A comparable 400-page French manual offers comprehensive guidelines on how to value properties as diverse as apartments to commercial premises held on lease, using varying approaches including price comparison. However the manual distinguishes between physical value (broadly what it cost to build or replace the property), taxable value, judicial value and social/economic value. An attractive property with a high physical value could see this reduced if it were encumbered, for example, by onerous long-term leases (offering high levels of protection to sitting tenants), or planned local developments, such as road widening or a supermarket, both of which could detract from the property's other values.

Considerations such as these illustrate the weakness of valuation only by price comparison, and reliance on online 'automated valuation models' that offer property valuations based on data input from sources such as local councils and the land registry, rather than a personal inspection by a local estate agent or valuer. Although properties in the same area or even the same street may appear similar in size and type of accommodation, one could be tastefully decorated and maintained, and the other represent a DIY nightmare.

As with all property searching, there is absolutely no substitute for a personal visit and local knowledge of the current property market, the locality and the individual property.

Source: Daily Telegraph, 05 February 2010.

Tuesday, February 2, 2010

French Property News January 2010

In this month's French Property News I have reiterated some of the basic rules for buying a second home in France, including location, short and long term rental potential, the widely differing rental markets, and doing your sums when looking at the cost of purchase against anticipated income from your investment. Interestingly, half of all second homes are sold by their owners within ten year of purchase, an indication that there is a buoyant market even at a time of slowdown in the property sector.

French Property News is available in newsagents or on subscription.

Monday, February 1, 2010

Fancy living in a 'sousplex'? Beware...

The French housing crisis has encouraged Paris estate agents to invent a new type of property, the 'sousplex'. A reverse of the more commonly known duplex, the 'sousplex' consists of a ground and basement level living area and makes use of many former unexploited areas of typical city centre apartment blocks.

However, potential buyers should be aware that many recent conversions are in fact illegal as, under current planning regulations, all living rooms (including bedrooms) are required to have normal height windows, not just a ventilator at pavement level. Whole streets are also designated as 'commercial' where planning consent will not be given for conversion of former boutiques and workshops into living accommodation.

However, because planning departments are notoriously under-staffed, many building conversions go unchecked, or are carried out without planning permission or the agreement of the building co-owners - or occasionally with their connivance. The result is that many owners find they have bought an unsaleable property, unless they can secure retrospective planning consent and the approval of the co-owners at their annual general meeting.
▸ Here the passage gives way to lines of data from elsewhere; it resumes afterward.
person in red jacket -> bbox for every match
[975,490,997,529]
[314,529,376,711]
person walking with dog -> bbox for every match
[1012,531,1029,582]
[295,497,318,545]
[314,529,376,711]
Neither are easy to obtain and can not be guaranteed.

Among the advantages cited by promoters of this type of property are lower purchase costs, sometimes 30% less than traditional apartments (but conversion costs can be high); lower taxes as some parts may not be officially designated as living space; and the chance to create vast areas of open-plan living accommodation. They have a particular appeal to fashionable young couples who like entertaining and parents with large families.

As always, professional advice should be sought as to the feasibility and legality of any proposed building conversion, before committing to purchase.